Part I analyses the structural role of violence in late capitalism, beginning with a detailed Lacanian reading of the place of psychoanalysis in the Frankfurt School, and of the paradoxical notion of 'repressive desubimation'. Zizek then looks at how the superego is at work in today's ideological mechanisms: in the splitting of the domain of the law into public, 'written' law and its obscene reverse; in the outbursts of irrational, excessive violence that aim at the unbearable surplus-enjoyment embodied in the Other; in the libidinal economy of rape as a military instrument in the Bosnian war.

In Part II Zizek traces the vicissitudes of the figure of woman in modern art and ideology, and attempts to rescue for progressive thought certain authors who are usually dismissed as hopeless reactionaries. He shows how the logic of 'courtly love' continues to structure the fantasy-matrix of relations between the sexes, illustrating his argument with some revealing examples from contemporary cinema. Finally, he provides a fascinating analysis of one of the founding texts of modern anti-feminism and anti-Semitism, Otto Weininger's Sex and Character, demonstrating how Weininger unwittingly supplies the basis for a radical feminist reversal of patriarchal ideology.

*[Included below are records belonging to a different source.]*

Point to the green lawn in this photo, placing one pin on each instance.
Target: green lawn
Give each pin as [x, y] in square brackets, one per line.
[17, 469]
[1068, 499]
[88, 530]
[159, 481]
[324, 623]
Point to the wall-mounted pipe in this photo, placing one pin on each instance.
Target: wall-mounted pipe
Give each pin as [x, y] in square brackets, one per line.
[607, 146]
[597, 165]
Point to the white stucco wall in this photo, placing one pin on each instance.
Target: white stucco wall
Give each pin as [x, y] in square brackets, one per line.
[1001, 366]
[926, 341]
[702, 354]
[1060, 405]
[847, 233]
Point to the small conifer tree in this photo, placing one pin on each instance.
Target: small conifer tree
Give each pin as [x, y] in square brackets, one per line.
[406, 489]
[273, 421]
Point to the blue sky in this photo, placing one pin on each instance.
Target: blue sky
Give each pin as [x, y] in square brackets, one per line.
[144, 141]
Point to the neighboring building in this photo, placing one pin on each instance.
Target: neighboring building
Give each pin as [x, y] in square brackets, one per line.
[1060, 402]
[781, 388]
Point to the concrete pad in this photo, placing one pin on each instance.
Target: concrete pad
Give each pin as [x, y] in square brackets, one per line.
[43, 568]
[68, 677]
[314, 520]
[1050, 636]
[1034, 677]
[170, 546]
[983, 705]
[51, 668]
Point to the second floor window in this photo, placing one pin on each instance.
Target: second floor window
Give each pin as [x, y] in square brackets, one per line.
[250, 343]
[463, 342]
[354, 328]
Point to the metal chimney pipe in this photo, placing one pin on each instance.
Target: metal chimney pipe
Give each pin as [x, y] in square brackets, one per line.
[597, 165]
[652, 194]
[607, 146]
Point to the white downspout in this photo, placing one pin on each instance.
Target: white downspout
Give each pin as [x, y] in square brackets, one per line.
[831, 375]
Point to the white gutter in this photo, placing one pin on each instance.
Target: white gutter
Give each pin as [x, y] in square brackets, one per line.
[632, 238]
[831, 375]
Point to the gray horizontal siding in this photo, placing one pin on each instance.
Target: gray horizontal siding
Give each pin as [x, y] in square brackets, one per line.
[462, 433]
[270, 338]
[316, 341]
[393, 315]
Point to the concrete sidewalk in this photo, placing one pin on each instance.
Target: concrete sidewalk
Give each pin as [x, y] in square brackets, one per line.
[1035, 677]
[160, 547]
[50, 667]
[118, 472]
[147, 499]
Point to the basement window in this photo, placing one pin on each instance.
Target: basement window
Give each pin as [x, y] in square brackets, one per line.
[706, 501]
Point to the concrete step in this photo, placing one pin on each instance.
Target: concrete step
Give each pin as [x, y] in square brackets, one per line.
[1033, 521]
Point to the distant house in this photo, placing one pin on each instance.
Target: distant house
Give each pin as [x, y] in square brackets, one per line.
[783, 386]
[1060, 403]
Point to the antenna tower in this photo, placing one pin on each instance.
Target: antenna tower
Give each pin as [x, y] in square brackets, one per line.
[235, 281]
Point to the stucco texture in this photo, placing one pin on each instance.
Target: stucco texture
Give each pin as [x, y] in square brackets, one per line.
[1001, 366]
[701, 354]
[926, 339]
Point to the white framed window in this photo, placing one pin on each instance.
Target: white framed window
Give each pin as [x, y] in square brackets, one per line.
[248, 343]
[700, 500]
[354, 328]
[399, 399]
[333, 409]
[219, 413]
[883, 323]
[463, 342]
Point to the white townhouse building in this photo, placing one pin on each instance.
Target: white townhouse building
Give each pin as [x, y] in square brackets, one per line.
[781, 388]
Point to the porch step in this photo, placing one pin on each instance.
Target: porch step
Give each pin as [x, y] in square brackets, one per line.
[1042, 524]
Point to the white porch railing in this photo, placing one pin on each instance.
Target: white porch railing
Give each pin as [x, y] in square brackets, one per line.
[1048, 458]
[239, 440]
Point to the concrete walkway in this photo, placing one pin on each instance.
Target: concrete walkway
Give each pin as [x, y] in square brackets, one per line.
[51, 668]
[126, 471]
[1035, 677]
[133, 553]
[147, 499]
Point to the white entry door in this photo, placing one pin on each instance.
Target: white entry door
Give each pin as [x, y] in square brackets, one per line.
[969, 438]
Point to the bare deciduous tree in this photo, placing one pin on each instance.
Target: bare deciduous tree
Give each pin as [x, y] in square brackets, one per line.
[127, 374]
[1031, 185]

The book's two parts are linked by the elusive status of enjoyment, and its 'metastases' in the realms of politics and culture. Thus they resemble the two surfaces of a Moebius band: by progressing far enough on one surface, we suddenly find ourselves on the opposite one. Zizek's analysis of ideology leads to the link between violence and jouissance feminine, while his examination of women's discursive status opens up an important debate on the theme of power relations.